About This Tattered, Marooned Sentinel

My story, “This Tattered, Marooned Sentinel,” is up on the Martian Magazine website, and also appears in Martian’s Fall 2022 quarterly issue (#6).

SPOILERS from this point on! So go read the story first, it’ll take you all of thirty seconds.

Several years ago I read an article (and I regretfully do not recall its title, author, or where I read it–probably just something I stumbled across on the internet) suggesting that if we wanted to find artifacts and traces of a pre-human technological society we should look on the Moon.

Apollo 14 on the Moon. Credit: NASA

Absent the eroding forces of wind and water, the artifacts of a society sufficiently advanced to reach the Moon might still be there, especially if any were placed in a location at least somewhat sheltered from the sun and meteor impacts. Now the constant solar wind, day/night temperature extremes (250/-200F), and rain of dust and meteors will certainly degrade anything left on the surface. But absent a direct meteor strike, the process proceeds far more slowly than what earthbound structures experience from endless wind, rain, freezing, thawing, and in the longer term, glaciation and plate tectonics.

This idea gave me the opportunity to write and publish my first dinosaurs in space story 🦖🌠

One could not expect a spacesuit and body to remain intact for sixty-five million years, but, perhaps it would still somewhat hold together after all that time. Particularly where this story is set…
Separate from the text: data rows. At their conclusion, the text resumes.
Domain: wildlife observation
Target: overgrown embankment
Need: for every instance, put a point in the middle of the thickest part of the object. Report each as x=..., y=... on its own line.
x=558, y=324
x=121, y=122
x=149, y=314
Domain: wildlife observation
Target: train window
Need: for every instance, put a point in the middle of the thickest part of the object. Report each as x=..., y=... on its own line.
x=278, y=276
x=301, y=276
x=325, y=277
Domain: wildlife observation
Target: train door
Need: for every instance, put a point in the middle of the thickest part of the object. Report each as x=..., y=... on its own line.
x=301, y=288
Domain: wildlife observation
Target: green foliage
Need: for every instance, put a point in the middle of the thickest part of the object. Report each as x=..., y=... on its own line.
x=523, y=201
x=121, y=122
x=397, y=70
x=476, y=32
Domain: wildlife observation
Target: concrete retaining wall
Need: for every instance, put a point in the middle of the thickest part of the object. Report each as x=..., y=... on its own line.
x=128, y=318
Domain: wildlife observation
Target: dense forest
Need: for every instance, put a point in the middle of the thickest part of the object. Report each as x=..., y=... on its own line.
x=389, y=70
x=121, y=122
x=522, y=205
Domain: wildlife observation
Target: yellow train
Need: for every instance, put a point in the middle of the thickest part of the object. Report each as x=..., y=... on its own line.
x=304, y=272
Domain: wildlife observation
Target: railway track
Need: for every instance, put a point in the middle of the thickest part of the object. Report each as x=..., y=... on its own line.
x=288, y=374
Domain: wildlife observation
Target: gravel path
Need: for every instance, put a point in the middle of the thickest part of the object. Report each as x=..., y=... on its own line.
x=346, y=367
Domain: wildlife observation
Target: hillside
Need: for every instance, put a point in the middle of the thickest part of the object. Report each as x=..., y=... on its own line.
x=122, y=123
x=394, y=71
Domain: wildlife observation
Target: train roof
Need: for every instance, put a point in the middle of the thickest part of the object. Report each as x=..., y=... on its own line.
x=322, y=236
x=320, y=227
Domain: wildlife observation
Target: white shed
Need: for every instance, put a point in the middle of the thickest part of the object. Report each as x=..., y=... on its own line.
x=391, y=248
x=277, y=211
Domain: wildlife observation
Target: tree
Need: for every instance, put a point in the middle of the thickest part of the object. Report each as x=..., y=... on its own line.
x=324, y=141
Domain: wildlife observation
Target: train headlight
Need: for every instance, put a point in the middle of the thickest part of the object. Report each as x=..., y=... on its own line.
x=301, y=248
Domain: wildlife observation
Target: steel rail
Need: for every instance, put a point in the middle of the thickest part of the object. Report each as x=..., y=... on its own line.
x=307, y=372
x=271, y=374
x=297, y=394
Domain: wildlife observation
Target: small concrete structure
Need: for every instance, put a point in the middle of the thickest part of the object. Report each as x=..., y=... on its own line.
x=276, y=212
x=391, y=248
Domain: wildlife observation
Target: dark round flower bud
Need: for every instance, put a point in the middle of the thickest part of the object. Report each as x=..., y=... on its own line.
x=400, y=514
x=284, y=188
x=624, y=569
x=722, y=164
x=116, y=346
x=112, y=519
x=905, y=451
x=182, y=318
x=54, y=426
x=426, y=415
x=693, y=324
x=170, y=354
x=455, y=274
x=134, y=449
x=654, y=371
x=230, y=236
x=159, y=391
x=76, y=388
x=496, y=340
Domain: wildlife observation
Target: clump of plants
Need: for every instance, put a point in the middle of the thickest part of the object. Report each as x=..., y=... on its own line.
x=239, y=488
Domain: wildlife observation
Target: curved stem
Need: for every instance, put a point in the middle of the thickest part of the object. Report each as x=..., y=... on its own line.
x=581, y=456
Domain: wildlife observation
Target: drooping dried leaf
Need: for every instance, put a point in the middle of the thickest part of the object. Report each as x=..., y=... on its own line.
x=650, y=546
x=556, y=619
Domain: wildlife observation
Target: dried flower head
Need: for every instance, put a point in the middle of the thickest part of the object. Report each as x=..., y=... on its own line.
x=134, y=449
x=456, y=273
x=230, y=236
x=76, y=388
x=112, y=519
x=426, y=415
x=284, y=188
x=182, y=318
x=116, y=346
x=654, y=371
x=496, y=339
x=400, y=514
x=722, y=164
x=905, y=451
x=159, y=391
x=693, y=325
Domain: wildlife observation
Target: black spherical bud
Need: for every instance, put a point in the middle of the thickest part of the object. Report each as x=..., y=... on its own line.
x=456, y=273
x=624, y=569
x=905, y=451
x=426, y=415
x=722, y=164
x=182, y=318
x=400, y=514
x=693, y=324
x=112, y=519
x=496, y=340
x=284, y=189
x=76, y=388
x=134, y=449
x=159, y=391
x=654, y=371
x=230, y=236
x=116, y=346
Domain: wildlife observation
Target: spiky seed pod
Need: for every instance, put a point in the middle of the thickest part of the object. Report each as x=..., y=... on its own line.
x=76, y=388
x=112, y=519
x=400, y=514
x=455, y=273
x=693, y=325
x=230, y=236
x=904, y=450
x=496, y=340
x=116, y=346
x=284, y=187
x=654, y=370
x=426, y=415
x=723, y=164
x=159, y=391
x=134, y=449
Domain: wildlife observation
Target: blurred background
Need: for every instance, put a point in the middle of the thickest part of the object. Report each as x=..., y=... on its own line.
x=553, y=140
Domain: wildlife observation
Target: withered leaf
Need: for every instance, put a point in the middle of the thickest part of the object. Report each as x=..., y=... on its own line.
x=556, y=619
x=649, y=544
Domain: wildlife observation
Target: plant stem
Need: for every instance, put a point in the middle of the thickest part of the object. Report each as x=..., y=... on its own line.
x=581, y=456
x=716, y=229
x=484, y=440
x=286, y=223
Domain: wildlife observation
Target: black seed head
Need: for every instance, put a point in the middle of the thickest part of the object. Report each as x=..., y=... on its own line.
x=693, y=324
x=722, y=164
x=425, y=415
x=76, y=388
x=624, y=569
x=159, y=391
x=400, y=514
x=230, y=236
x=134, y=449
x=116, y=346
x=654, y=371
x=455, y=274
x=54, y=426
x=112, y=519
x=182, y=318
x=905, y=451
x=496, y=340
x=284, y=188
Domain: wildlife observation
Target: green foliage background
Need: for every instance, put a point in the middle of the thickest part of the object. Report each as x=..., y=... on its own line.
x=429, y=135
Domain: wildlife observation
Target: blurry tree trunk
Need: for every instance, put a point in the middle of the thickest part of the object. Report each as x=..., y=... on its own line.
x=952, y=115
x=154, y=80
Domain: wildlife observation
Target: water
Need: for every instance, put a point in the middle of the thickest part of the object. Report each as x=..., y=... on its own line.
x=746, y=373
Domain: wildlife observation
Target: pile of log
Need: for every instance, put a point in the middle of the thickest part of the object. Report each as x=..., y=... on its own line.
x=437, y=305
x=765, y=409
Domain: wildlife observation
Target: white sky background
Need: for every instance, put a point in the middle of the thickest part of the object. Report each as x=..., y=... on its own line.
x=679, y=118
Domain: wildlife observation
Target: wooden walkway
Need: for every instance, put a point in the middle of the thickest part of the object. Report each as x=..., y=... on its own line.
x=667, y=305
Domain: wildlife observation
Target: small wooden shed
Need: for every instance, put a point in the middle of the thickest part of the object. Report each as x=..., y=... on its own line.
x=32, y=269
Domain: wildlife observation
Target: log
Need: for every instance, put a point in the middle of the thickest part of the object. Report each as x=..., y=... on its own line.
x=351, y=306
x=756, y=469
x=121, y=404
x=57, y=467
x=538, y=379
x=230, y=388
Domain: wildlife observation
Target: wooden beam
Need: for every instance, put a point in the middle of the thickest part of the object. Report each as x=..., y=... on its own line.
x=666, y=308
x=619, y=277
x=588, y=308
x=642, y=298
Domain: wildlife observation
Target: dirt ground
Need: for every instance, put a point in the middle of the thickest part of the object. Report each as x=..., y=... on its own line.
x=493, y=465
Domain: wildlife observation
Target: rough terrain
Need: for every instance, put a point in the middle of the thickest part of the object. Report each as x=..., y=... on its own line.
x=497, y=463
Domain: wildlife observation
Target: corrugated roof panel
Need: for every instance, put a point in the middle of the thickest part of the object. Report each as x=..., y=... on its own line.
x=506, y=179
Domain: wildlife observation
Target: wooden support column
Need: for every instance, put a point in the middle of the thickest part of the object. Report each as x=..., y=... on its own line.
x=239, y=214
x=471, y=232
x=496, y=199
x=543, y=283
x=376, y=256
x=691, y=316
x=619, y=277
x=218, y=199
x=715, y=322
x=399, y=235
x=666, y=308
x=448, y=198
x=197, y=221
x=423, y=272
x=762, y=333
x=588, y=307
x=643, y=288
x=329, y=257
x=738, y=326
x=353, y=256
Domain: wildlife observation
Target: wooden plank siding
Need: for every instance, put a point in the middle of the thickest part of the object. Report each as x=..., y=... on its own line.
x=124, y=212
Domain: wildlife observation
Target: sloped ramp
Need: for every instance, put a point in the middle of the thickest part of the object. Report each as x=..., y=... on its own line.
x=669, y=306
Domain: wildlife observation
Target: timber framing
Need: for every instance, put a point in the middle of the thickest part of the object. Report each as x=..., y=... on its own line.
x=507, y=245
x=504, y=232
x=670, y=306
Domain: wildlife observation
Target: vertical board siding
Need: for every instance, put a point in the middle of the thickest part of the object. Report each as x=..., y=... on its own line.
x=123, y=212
That the view of the Earth is just above the horizon indicates this takes place near one of the Moon’s poles. Because the Moon is tidally locked to the Earth (it always shows the same face), the Earth doesn’t appreciably move from its position in the lunar sky. Though to be accurate, because the Moon’s tilt is slightly misaligned with regard to its orbit around the Earth, there is some movement, called the lunar libration, but the Earth essentially hovers at a fixed point in the sky. The lunar polar region makes sense for Moon exploration and settlement because the permanently shadowed craters–where the sun never shines–can became a collection point for water ice. If sunlight never reaches the base of the craters it won’t warm to those 250F temperatures. The ice that collects there, brought in from passing (or colliding!) comets over hundreds of millions of years can persist for eons.

An astronaut comes across an ancient, saurian predecessor resting against the base of a corroded lunar lander leg in one of these shadowed craters, where they’ve maintained a vigil for the last sixty-five million years. Presumably a marooned saurunaut would want the last thing they see to be their home world; yet in the astronaut’s present era it’s not visible through the gap in the crater wall.

The moon is slowly receding from the earth due to tidal friction at the rate of about 1.5″ (3.8 cm) per year. That’s not much, but it adds up over centuries, millennia, and millions of years. Earth and lunar day lengths have also shifted over time, which contributes to tiny misalignments between the Earth, a marooned saurunaut, and a gap in the wall of a lunar polar crater. Rewinding the clock to where the Earth would’ve appeared sixty-five million years ago from the bottom of a lunar crater is honestly perhaps a bit of a stretch–errors will add up in the estimations of how positions and velocities evolve over time.

But even if the estimate of the projected position of the Earth at the time of the Chicxulub asteroid strike that killed the dinosaurs is off by a bit, it’s no stretch to expect a lunar explorer to keep a final vigil over the home to which they could never return.